The motivation for effective length correction is that not all positions on a transcript are equally "sequenceable". Forget, for a moment, about the technicalities of union, intersection, etc. (since these notions don't exist in the context of transcript quantification). Instead, think about drawing sequences from an actual transcript. Imagine I have a transcript of length 1000. Starting from, say, the 100th position, I could draw a fragment of length 100, 200, 300, etc. all the way up through 900. This is because if I start the fragment at position 100, there are 900 sequenceable bases downstream of the fragment start site. Now, 900 is likely larger than almost all of the actual fragments in my library. In other words, the length of the fragment I could draw starting at this position is effectively unconstrained. If we were to add up the probabilities, under our empirical fragment length distribution, corresponding to all sequenceable fragment lengths that we could draw starting at position 100, this sum would be very close to 1. Now, imagine instead that a sequenced fragment from the same transcript starts at position 950. What fragment lengths could be sequenced? Well, any fragment of length greater than 50 is not possible, since, starting at position 950, there are only 50 sequenceable bases remaining in the transcript. Thus, if we were to add up the probabilities, under our empirical fragment length distribution, corresponding to all sequenceable fragment lengths that we could draw starting at position 950, this sum would be very small (the empirical probability of seeing a fragment of length 1 or 2 or 3 or ... or 50). Thus, given the fragment length distribution, we know that not all positions on a transcript are equally "sequenceable", and this is exactly what the effective length accounts for. The effective length of the transcript is simply the sum of the sequenceable probabilities, summed over every possible starting position in the transcript. This will be small near the ends of the transcripts, and essentially 1 away from the ends. This value (the effective length) is usually very well approximated by taking the transcript's original length minus the average fragment length (as determined by the empirical fragment length distribution).
So regarding you second question, the script in the post you reference seems to subtract the average fragment length from the feature length, which agrees with the approximation I mention above. However, one potential issue with that script, and certainly something that may add to confusion, is that manner of effective length correction doesn't really make sense in the "gene counting" model. This is because the effective length is a property of the transcript (i.e. the target from which the fragments are actually being drawn).
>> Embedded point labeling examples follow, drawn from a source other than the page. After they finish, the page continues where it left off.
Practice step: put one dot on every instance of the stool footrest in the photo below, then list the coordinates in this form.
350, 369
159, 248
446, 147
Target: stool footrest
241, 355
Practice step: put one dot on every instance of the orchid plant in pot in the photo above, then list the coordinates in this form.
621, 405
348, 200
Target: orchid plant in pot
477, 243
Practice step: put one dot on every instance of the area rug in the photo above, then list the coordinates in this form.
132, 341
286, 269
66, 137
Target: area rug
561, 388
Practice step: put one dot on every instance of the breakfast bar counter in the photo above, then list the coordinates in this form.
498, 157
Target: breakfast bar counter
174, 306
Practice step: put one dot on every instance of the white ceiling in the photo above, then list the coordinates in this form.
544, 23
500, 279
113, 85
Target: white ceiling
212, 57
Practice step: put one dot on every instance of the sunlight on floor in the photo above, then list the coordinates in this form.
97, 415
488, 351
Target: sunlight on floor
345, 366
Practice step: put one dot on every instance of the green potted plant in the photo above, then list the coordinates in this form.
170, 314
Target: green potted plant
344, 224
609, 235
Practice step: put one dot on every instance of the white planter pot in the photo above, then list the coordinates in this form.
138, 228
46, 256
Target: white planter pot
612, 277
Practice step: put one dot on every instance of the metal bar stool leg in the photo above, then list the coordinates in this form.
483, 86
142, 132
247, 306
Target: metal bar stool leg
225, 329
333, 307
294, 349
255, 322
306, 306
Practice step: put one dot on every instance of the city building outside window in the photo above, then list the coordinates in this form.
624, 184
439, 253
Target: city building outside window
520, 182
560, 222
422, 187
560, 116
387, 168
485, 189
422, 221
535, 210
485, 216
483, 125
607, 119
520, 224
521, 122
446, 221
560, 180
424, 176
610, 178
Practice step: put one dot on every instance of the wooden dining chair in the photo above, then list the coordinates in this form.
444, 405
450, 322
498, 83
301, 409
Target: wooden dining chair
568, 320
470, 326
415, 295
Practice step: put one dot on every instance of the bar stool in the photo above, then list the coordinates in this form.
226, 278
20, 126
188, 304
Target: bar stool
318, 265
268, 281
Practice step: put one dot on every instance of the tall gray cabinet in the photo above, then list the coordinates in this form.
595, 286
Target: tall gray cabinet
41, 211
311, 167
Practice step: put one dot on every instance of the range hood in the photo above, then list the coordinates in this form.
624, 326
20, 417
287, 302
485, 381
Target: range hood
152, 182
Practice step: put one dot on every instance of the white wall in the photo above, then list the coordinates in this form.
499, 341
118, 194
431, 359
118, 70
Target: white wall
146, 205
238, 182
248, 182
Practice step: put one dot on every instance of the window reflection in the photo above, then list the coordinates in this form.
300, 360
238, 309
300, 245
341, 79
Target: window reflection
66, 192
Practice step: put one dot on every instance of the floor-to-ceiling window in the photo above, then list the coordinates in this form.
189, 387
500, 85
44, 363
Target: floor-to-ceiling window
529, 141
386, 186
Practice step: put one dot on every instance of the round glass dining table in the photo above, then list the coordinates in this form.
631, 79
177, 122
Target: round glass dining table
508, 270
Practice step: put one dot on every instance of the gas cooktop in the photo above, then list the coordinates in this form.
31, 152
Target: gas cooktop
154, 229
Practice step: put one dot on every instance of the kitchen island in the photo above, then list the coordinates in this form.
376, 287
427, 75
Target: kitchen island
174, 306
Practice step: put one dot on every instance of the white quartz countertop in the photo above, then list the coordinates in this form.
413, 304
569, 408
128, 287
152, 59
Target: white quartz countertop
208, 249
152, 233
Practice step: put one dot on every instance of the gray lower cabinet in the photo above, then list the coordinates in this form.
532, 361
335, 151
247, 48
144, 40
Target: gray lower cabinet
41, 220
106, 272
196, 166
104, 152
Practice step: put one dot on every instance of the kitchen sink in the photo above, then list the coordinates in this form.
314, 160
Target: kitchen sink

When you do gene-level analysis by simply counting the reads that hit a gene model, you really don't know the length of the transcript that is generating each fragment. Crucially, for the purposes of computing a relative abundance metric like TPM, subtracting the mean fragment length from the "gene model" is not equivalent to subtracting the mean fragment length from each of the constituent transcripts of that gene that might generate fragments at different rates. This is why tools like RSEM and tximport derive an average gene length by looking at an abundance weighted average of transcript lengths. In order for the effective length correction to make sense, you have to account for the feature from which you're actually sampling the fragments, and the union, intersection, or union-intersection gene models do not constitute such features. Let me know if any of this clarifies what I've written above.